Le muntjac de Roosevelt (Muntiacus rooseveltorum) est un petit cervidé énigmatique et rare, appartenant au genre Muntiacus. Originaire des régions montagneuses d'Asie du Sud-Est, notamment les monts Annamites au Laos et au Viêt Nam, il se distingue des autres muntjacs par sa taille plus réduite et son pelage sombre. L'espèce fut initialement décrite en 1932 à partir d'un seul spécimen collecté, puis considérée comme disparue pendant des décennies avant d'être redécouverte dans les années 1990. En raison de sa rareté et de la difficulté à l'étudier dans son habitat naturel, le muntjac de Roosevelt est classé dans la catégorie "Données Insuffisantes" (DD) par l'IUCN, soulignant le manque d'informations précises sur son écologie et son statut de conservation actuel. Sa biologie demeure largement méconnue, nécessitant de nombreuses études complémentaires pour assurer sa protection.


Muntjac de Roosevelt (Muntiacus rooseveltorum)
Muntjac de Roosevelt (Muntiacus rooseveltorum)
Source: Association Anoulak
Di-no license (Licence inconnue)



DESCRIPTION

Le muntjac de Roosevelt est un cervidé de petite taille, parmi les plus modestes du genre Muntiacus, avec une hauteur estimée au garrot d'environ 40 centimètres. Bien qu'il n'y ait pas de mesures corporelles spécifiques disponibles pour l'ensemble de l'espèce en raison du faible nombre d'individus étudiés, on sait qu'il est généralement plus petit que le muntjac indien.

Son pelage est caractérisé par une couleur sombre, allant du brun foncé au noir, ce qui lui confère une apparence discrète dans les sous-bois forestiers. Un trait distinctif réside dans sa touffe de poils frontale qui est d'une teinte brun-orange, contrastant légèrement avec le reste de son corps, et une couleur ocre présente sur la face et la gorge. La queue est également courte et de couleur brune sur le dessus.

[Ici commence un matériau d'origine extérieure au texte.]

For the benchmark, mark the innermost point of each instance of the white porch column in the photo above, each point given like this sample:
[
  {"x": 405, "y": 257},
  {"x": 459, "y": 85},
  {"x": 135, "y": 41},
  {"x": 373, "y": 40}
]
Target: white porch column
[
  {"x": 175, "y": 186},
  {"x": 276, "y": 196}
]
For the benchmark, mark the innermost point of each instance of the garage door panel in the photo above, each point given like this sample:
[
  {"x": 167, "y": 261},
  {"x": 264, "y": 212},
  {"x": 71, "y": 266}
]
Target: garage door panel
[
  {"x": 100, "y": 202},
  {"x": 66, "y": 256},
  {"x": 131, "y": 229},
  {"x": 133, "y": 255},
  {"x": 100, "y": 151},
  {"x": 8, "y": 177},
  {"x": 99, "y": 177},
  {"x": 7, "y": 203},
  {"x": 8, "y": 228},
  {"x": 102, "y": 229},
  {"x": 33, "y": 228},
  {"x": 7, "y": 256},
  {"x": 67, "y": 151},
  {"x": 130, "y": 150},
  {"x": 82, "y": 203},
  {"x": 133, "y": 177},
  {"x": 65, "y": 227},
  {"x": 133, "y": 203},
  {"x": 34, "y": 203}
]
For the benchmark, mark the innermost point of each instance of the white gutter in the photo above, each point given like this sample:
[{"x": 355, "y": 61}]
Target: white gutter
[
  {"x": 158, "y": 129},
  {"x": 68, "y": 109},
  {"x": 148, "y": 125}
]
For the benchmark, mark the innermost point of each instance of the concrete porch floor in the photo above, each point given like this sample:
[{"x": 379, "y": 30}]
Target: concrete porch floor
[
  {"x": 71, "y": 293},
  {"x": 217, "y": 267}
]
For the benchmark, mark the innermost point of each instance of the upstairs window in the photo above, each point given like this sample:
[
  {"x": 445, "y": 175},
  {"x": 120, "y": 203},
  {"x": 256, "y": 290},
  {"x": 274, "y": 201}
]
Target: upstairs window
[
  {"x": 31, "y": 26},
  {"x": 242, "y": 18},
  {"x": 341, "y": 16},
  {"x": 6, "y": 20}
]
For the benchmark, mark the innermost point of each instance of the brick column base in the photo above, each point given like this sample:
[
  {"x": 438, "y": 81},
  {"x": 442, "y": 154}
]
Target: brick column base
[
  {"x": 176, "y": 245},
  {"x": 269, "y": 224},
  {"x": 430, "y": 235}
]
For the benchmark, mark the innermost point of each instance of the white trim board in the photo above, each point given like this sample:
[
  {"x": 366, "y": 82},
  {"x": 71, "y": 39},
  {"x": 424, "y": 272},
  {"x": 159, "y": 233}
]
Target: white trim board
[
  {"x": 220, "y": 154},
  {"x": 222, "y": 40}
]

Le dimorphisme sexuel se manifeste principalement au niveau des structures crâniennes. Les mâles possèdent de très courts pédicules, mesurant environ 4 centimètres de longueur, d'où poussent de minuscules bois non ramifiés, d'une longueur d'environ 2 centimètres. Ces bois sont cachés dans la touffe de poils frontale. Les femelles, quant à elles, n'ont pas de bois, mais se distinguent par des canines supérieures bien développées, bien que cette caractéristique soit également présente chez les mâles sous forme de petites défenses qui dépassent de la lèvre supérieure, comme chez la plupart des muntjacs. Ces canines servent principalement dans les combats intraspécifiques pour l'établissement de la dominance territoriale.


Muntiacus rooseveltorum
Muntiacus rooseveltorum
Source: VietnamPlus
Di-no license (Licence inconnue)

HABITAT

La répartition du muntjac de Roosevelt est mal définie et considérée comme très restreinte. L'aire de répartition confirmée se situe principalement dans la région montagneuse de la Cordillère Annamite (ou chaîne de Truong Son), une chaîne de montagnes qui s'étend sur le Laos et le Viêt Nam. Le spécimen type qui a servi à la description originale de l'espèce en 1932 a été collecté à Muong Yo, dans la province de Phongsali, au nord du Laos, à une altitude d'environ 701 mètres. Depuis sa redécouverte, des preuves d'existence, incluant des spécimens chassés, des crânes et des clichés pris par pièges photographiques, ont été documentées dans le nord du Laos, ainsi que dans des réserves naturelles du Viêt Nam, comme la réserve de Xuan Lien et potentiellement celle de Pu Hoat, suggérant une distribution transfrontalière dans cette zone montagneuse. Certains auteurs mentionnent également la possibilité de sa présence dans l'extrême sud de la Chine, mais cette information reste à confirmer. La population de ce muntjac est très fragmentée et concentrée dans des îlots de son habitat de prédilection.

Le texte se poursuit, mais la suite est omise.